Delight Springs

Saturday, October 19, 2013

AA and the sunny side of life

TPA is one week away, so I really must finalize my thoughts on AA and Higher Powers etc., so I can really enjoy the World Series! Michael Wacha seems to be drawing superhuman strength from someplace, maybe I need to rethink my position...

But, nah. My position is firm: AA, despite its flaws, has been a lifesaver for so many, for so long. In Jamesian terms its language of willful submission has been pragmatically vindicated. Consider, for instance, the brilliant journalist David Carr's harrowing memoir of recovery. He says the "Higher Power" slogans worked for him, plain and simple. They paid their way. "The answer to life is learning to live."
This is the point where the knowing, irony-infused author laughs along with his readers about his time among the aphorisms, how he was once so gullible and needy that he drank deeply of such weak and fruity Kool-Aid. That's some other book. Slogans saved my life. All of them--the dumb ones, the preachy ones, the imperatives, the cliches, the injunctives, the gooey, Godly ones, the shameless, witless ones. 
lustily chanted some of those slogans and lived by others. There is nothing ironic about being a crackhead and a drunk, or recovery from same. Low-bottom addiction is its own burlesque, a theater of the absurd that needs no snarky annotation. Unless a person is willing to be terminally, frantically earnest, all hope is lost. The Night of the Gun
But, let us be clear: the slogans worked for David not because they demonstrably hooked him up with supernatural powers. They worked because they helped him recover a sense of his own powers of will, when reliably supported and sponsored by a steadfast community of friends. They put him back in touch with his and their humanity. 

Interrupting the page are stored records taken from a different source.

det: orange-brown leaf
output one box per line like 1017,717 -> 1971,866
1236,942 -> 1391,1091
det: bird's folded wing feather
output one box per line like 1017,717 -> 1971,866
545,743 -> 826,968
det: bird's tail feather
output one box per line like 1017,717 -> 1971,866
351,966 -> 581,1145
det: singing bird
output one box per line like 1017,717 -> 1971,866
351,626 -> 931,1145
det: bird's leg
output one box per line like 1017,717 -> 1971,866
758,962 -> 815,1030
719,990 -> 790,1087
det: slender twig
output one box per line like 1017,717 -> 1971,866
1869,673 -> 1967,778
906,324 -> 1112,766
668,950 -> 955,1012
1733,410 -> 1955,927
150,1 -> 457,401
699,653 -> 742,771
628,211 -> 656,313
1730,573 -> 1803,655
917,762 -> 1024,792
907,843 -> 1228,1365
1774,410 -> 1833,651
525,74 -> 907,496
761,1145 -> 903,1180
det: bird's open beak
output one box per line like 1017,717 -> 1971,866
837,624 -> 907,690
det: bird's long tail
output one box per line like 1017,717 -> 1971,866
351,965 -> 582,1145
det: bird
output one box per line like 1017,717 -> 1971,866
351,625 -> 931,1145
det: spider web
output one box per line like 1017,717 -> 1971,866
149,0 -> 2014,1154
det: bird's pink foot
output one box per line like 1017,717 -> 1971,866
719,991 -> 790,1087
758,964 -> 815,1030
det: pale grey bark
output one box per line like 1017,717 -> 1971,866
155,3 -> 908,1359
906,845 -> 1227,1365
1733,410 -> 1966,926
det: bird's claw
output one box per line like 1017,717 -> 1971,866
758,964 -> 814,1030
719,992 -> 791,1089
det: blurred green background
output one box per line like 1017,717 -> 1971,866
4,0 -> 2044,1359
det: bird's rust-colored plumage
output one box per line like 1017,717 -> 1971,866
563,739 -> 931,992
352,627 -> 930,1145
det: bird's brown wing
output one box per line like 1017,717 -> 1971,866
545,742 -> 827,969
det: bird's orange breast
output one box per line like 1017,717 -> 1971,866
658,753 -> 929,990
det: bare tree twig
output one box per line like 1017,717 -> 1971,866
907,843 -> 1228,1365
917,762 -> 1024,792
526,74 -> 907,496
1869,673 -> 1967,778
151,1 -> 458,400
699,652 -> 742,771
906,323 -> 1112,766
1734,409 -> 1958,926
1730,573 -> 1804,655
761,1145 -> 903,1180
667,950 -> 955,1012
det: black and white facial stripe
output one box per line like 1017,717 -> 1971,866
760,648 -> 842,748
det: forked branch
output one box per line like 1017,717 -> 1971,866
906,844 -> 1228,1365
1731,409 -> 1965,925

David describes himself as a believing, practicing Catholic. I don't question the sincerity of his faith. I simply observe that it demarcates his path, not everyone's. Not mine. There are many routes to sobriety, health, and happiness. 

I think the genius of Bill Wilson's program lies in allowing its practitioners just enough latitude to let those slogans and affirmations mean what they need to mean, to those individuals. It is a natural fact about most of us that, with a little help from our friends (or a lot) we sometimes can correct our worst errors, redirect our self-destructive impulses, repair our relationships, and overcome our addictions. For some, a secular approach affirming personal will and responsibility works better than turning it all over to unseen nonhuman powers. 

So, Pluralism plus Pragmatism is still my soppy slogan.

But, by the way: Bill Wilson did not understand atheism. 
I was not an atheist. Few people really are, for that means blind faith in the strange proposition that this universe originated in a cipher and aimlessly rushes nowhere. AA Big Book
"Blind faith" going "nowhere"? No, not me, not us, not over here on the naturally sunny side of life. Our eyes are open wide, and we're going to the Series.